The 16-year-old climate activist (and world’s biggest pessimist) has become one of the most famous teenagers in the world after she began refusing to attend school until Sweden, her home country, reduced carbon emissions in accordance with the Paris Climate Agreement. Sweden has yet to comply with her demands—although their latest budget does have a big focus on climate—but for three weeks, the ninth-grader sat outside the Swedish Parliament and handed out leaflets reading, “I am doing this because you adults are shitting on my future.” She’s Sweden’s own Wednesday Addams, but with a cause.
Thunberg is undeniably having some kind of impact. The recent climate strike across the world was inspired by Thunberg’s activism, and she’s spoken at Davos, the United Nations, the European Parliament, and before Congress. She’s also been mocked by Donald Trump. It’s too soon to know if any of her speeches or marches will lead to actual climate action on the part of world leaders and industry, but even if nothing concrete comes from all this, she may very end up with a Nobel Prize (and, one hopes, a raise in her allowance).
I truly admire Greta Thunberg. She’s doing important work, and it’s fun to watch her scold world leaders. If they were able to feel shame, I think Thunberg may be the one person to make them. And she’s become quite the media darling: She’s been profiled or analyzed or reported on in just about every major media outlet in the United States. She’s lauded by some (Time named her one of the world’s 25 most influential teenagers of 2018) and pitied by others (conservative columnist Tiana Lowe wrote that “her parents, the media, and the climate alarmist Left are basically engaging in child abuse”), but even outlets that hate what she’s doing love nothing more than discuss it.
But here’s the thing: The story of climate change is not the story of Greta Thunberg.
It’s much bigger than her, and the worst impacts of climate change are being felt far from Sweden or even the West. In Africa, for instance, a continent that produces a small percentage of the world’s carbon emissions, extreme weather, including heat, drought, and floods, threaten the food supplies of millions of people. In March, Cyclone Idai, one of the most catastrophic storms on record, killed at least 1,300 people and triggered a humanitarian crisis impacting three million. There are 92 million Google News results for Greta Thunberg’s name; there are 100,000 for Cyclone Idai. That’s less than 1 percent.

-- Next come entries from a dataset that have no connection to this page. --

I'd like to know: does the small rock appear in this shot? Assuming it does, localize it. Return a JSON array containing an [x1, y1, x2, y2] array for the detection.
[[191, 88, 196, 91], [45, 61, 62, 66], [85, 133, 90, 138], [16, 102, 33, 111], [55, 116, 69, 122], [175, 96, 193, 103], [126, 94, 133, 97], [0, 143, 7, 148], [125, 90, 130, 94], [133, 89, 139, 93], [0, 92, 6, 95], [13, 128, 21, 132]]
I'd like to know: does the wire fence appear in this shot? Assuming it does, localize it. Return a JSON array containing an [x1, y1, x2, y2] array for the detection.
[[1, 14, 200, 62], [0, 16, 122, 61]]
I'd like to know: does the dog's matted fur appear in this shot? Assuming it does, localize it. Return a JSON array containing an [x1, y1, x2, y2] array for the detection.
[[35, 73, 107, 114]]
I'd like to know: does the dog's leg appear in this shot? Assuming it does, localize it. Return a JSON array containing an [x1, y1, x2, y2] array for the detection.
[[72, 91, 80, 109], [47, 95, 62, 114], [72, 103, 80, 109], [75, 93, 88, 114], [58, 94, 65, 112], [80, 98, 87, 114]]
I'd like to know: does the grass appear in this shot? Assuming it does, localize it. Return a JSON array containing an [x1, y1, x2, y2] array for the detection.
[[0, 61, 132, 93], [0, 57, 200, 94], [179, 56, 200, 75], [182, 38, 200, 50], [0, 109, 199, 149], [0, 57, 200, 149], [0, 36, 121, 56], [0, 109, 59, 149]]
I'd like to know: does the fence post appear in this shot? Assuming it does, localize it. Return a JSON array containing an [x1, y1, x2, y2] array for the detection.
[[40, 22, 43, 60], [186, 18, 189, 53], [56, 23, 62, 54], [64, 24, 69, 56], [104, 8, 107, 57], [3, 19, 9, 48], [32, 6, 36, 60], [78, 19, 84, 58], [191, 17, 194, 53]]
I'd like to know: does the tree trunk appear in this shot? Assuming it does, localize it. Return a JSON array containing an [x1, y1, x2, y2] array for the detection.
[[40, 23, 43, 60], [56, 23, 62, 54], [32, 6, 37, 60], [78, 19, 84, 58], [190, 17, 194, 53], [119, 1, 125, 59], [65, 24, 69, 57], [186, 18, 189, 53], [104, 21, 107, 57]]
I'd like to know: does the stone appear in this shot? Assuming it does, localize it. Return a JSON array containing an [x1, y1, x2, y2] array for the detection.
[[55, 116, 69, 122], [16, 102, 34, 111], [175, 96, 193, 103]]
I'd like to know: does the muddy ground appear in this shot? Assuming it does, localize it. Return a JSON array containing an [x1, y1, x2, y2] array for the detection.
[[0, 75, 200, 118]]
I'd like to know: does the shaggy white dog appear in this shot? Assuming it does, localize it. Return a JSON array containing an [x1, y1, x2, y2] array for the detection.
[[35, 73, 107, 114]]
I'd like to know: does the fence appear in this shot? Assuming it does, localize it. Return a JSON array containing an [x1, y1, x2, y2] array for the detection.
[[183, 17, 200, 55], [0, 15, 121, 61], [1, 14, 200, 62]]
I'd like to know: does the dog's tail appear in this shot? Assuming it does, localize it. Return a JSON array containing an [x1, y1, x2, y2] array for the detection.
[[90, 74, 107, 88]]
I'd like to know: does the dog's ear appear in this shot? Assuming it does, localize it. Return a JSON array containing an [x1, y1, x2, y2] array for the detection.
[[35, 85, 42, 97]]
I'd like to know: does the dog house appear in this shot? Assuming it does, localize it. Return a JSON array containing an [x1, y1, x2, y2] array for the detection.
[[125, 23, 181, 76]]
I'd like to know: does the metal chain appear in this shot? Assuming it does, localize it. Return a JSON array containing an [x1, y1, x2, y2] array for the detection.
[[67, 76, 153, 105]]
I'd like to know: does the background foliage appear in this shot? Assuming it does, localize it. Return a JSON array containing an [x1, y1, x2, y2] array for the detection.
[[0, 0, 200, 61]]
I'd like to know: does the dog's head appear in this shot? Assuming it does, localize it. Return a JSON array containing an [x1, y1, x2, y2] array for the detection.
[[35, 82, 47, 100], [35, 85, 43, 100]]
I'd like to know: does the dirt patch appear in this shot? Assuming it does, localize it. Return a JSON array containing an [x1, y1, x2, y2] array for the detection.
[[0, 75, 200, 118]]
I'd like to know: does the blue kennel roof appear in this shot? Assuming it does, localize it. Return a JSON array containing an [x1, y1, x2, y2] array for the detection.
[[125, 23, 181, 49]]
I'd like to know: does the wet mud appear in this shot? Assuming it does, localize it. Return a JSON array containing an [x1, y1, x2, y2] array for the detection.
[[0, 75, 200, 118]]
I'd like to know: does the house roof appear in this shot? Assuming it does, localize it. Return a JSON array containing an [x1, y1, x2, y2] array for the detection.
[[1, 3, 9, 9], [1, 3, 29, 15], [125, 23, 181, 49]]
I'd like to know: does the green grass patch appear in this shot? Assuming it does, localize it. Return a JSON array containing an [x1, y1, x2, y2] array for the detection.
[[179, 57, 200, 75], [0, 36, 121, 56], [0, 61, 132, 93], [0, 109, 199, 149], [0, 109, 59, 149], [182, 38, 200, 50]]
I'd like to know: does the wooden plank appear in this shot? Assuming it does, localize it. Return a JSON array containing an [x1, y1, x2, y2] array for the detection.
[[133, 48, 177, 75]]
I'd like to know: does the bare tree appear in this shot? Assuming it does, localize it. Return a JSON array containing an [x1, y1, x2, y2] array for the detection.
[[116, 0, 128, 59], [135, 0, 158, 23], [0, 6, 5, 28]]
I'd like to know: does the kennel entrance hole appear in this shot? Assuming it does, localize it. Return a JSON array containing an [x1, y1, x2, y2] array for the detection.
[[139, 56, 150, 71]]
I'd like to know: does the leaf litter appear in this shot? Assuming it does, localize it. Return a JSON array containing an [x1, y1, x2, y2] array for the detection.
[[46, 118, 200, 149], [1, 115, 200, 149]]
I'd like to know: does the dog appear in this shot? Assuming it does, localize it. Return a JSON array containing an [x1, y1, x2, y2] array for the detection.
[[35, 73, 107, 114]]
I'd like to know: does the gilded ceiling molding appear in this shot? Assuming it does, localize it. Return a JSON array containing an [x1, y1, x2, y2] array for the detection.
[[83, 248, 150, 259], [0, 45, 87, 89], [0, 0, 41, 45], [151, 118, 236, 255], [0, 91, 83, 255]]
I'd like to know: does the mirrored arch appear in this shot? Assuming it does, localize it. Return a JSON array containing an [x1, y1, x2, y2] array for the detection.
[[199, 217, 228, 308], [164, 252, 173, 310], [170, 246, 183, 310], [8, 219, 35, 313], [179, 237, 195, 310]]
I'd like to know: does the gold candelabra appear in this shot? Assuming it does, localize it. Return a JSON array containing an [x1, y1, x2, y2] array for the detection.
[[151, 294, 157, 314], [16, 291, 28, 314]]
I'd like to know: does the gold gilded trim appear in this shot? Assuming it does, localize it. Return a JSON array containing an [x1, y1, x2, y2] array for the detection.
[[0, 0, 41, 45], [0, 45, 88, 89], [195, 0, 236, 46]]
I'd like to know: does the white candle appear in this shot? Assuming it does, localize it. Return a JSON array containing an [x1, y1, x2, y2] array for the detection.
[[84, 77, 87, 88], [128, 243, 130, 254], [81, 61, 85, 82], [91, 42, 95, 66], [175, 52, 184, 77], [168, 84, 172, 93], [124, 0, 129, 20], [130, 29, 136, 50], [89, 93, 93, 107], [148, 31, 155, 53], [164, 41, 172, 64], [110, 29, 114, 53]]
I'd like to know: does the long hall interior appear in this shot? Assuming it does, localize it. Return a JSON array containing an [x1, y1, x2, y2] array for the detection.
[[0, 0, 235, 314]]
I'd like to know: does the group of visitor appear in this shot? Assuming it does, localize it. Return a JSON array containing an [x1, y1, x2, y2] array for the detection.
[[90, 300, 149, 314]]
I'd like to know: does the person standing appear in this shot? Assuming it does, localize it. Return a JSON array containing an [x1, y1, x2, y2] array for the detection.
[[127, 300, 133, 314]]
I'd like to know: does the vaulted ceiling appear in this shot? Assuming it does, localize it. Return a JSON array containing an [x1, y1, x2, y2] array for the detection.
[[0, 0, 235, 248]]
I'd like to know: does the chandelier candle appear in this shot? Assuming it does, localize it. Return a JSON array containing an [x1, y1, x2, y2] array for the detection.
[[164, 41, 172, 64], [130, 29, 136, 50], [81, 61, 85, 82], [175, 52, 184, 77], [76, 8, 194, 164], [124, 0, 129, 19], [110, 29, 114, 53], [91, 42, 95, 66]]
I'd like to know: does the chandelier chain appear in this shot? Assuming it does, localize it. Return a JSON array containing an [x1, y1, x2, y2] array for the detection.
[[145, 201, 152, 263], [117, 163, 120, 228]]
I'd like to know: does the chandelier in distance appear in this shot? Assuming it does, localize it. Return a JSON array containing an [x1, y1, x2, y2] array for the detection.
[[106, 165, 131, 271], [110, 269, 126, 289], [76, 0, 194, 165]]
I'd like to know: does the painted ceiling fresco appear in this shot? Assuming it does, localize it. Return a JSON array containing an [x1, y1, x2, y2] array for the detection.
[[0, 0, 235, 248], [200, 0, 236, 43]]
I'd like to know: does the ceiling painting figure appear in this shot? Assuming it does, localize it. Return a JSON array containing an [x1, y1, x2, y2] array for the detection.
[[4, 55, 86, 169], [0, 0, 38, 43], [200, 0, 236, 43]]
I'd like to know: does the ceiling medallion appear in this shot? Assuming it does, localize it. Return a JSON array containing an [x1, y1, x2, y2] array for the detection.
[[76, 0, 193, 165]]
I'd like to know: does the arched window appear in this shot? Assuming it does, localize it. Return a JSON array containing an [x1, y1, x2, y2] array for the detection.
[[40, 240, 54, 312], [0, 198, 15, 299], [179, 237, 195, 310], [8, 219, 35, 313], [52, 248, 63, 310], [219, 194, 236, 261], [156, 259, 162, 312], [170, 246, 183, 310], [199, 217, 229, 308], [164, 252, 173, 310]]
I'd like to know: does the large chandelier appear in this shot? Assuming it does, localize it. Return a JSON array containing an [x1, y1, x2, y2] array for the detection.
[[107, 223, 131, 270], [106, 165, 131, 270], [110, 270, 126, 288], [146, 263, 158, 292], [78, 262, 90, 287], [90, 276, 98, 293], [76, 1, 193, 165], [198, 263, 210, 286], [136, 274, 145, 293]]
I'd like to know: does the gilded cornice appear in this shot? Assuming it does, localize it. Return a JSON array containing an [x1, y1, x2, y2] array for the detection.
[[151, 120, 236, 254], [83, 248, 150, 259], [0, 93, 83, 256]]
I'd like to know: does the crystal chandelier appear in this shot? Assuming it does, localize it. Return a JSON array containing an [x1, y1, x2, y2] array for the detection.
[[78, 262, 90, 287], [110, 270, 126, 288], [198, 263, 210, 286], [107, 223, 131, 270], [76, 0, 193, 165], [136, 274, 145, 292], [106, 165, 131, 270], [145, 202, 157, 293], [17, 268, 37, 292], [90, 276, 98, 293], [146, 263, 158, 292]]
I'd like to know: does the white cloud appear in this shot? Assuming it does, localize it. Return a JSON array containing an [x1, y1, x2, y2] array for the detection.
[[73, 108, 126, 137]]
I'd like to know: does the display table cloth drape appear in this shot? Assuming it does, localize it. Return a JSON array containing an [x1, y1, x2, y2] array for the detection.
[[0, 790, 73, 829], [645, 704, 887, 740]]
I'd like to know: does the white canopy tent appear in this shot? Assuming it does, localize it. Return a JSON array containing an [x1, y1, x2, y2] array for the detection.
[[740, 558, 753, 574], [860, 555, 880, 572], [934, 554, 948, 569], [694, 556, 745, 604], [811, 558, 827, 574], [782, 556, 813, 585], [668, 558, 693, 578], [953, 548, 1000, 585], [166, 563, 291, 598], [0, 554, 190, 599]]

There are lots of reasons that someone like Greta Thunberg gets more attention than the entire continent of Africa. She’s a cute girl with an impressive scowl, and her story is more inspiring and much simpler. Plus, the media tends to feed on itself: Instead of beat reporters or foreign correspondents, most outlets these days have a bunch of people like me—keyboard critics who look around at what everyone else is talking about and decide to join in. And that, in turn, influences what the public thinks and talks about.
So instead of talking about the cyclone that killed 1,300 people, we’re talking about this one teenager from Sweden. It’s a problem, and I readily admit my own culpability in this trend. I’m writing about Greta Thunberg at this very moment. Still, I hope that when people read these stories about her or any other activist, they realize that this problem cannot be defeated by individuals alone. She’s not Jesus, come back to save us from our sins. She’s just a teenager, and while the media focuses on Greta Thunberg, the real story of climate change is happening across the world.